Dans deux articles remarqués 2 ( * ) , Carmen Reinhart et Kenneth Rogoff, économistes du Bureau of Economic Analysis , s'appuyant sur des données historiques longues, soulignent :

- que dans les vingt principaux pays développés, les périodes où l'endettement du Gouvernement central a été supérieur à 90 points de PIB se sont traduites par une croissance nettement inférieure à celles où il a été compris entre 60 et 90 points de PIB (en moyenne, de 1,7 point depuis 1790 et de 4 points depuis 1946) ;

- que lors des quatre grandes crises bancaires traversées par les pays développés depuis la fin du XIX e siècle précédemment à la crise actuelle (qui ont débuté respectivement en 1893, 1907, 1914 et 1931), trois 3 ( * ) ont été accompagnées ou suivies d'une vague de défauts souverains, de 5 % à 25 % des Etats développés ayant alors fait défaut (les défauts des années 1890 et des années 1930 constituant, avec ceux des pays d'Amérique latine dans les années 1980-1990, les trois principales crises de la dette souveraine au niveau mondial).

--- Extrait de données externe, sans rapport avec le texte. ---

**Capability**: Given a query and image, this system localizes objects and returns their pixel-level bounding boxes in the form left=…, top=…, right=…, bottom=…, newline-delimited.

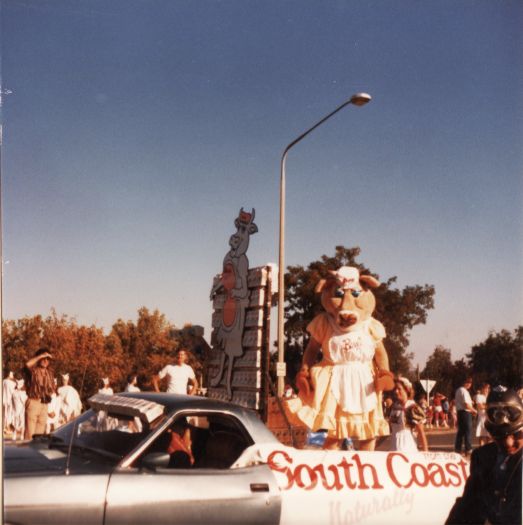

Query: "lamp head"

Carmen Reinhart et Kenneth Rogoff concluent leur article de février 2010 en suggérant que la crise bancaire actuelle pourrait amener des Etats à faire défaut 4 ( * ) .

Certes, ce point de vue est contesté. Par exemple, les auteurs ne montrent pas que c'est bien la dette qui suscite la faible croissance, et non l'inverse. Par ailleurs, ce n'est pas parce que les crises bancaires mondiales (au demeurant peu nombreuses jusqu'à présent) ont le plus souvent été accompagnées de défauts d'Etats développés que tel sera également le cas cette fois-ci. La France continue d'être bien notée par les agences, et bénéficie d'un spread favorable, en raison en particulier de la profondeur de son marché obligataire.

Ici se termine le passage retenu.